That’s the question being posed by MP Korrawee Prissananantakul of the Bhumjaithai party.

The coalition partner supports entertainment complexes, a key part of the ruling Pheu Thai’s economic recovery plan. But it doesn’t want international companies to run the show and enjoy all the advantages.

At a meeting last week of the house and senate, Korrawee floated the idea of government-run casino resorts.

“Why doesn’t the government invest and operate [these casinos] on its own to earn the income and use the revenue to help the poor?” he asked. “[Then] all Thais would benefit from this policy, not only certain investors.”

Korrawee added that the investment should not be concentrated in major metropolitan areas, such as the capital city of Bangkok, but spread across Thailand to better share the wealth.

Cheng: Governments are not fit operators

Industry veteran and commentator Daniel Cheng dismissed the government-run model.
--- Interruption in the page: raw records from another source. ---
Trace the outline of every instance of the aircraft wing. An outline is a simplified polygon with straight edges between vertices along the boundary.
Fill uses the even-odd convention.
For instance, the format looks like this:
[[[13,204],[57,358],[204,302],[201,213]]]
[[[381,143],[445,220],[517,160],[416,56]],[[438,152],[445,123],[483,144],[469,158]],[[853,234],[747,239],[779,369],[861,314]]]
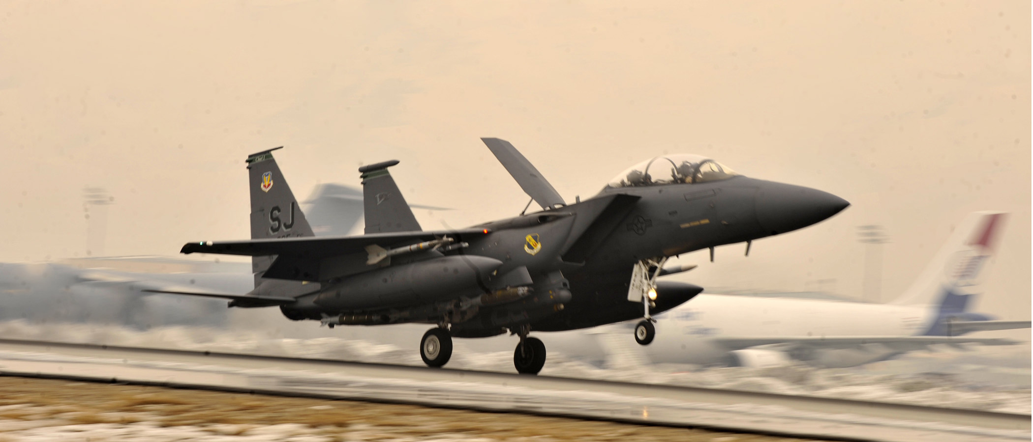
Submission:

He called it “simplistic and misaligned with the goal of boosting tourism and mimicking Singapore’s integrated resort model”.

As proof, he pointed to the Casino Filipino brand of gaming halls in the Philippines. Owned and operated by the Philippine Amusement and Gaming Corporation (Pagcor), the casinos “struggled to compete with… sophisticated integrated resorts that attracted foreign tourist traffic,” Cheng wrote.

“This disparity ultimately contributed to the government’s decision to divest the Casino Filipino chain.”

He also argued that global operators have something governments don’t: experience and know-how. “Private operators are better equipped to meet market demands and drive innovation,” wrote Cheng.

Billions in projected revenues

In her inaugural policy address on 12 September, Thailand’s new prime minister, Paetongtarn Shinawatra, confirmed her support for entertainment complexes with gaming. The proposal ranked seventh on her 10-point list of “urgent policies” to lift the economy.

So far, four of Macau’s Big Six casino concessionaires have expressed interest in bidding on a Thai casino licence. They include the Las Vegas Sands Corporation, MGM Resorts International, Wynn Resorts and Galaxy Entertainment Group. Genting Berhad, Caesars Entertainment and Melco Resorts and Entertainment also could join the throng.

Their motivation is clear: a Thai Chamber of Commerce study says each of the proposed casinos could generate about 100bn baht (£2.3bn/€2.7bn/$3bn) in revenue per year.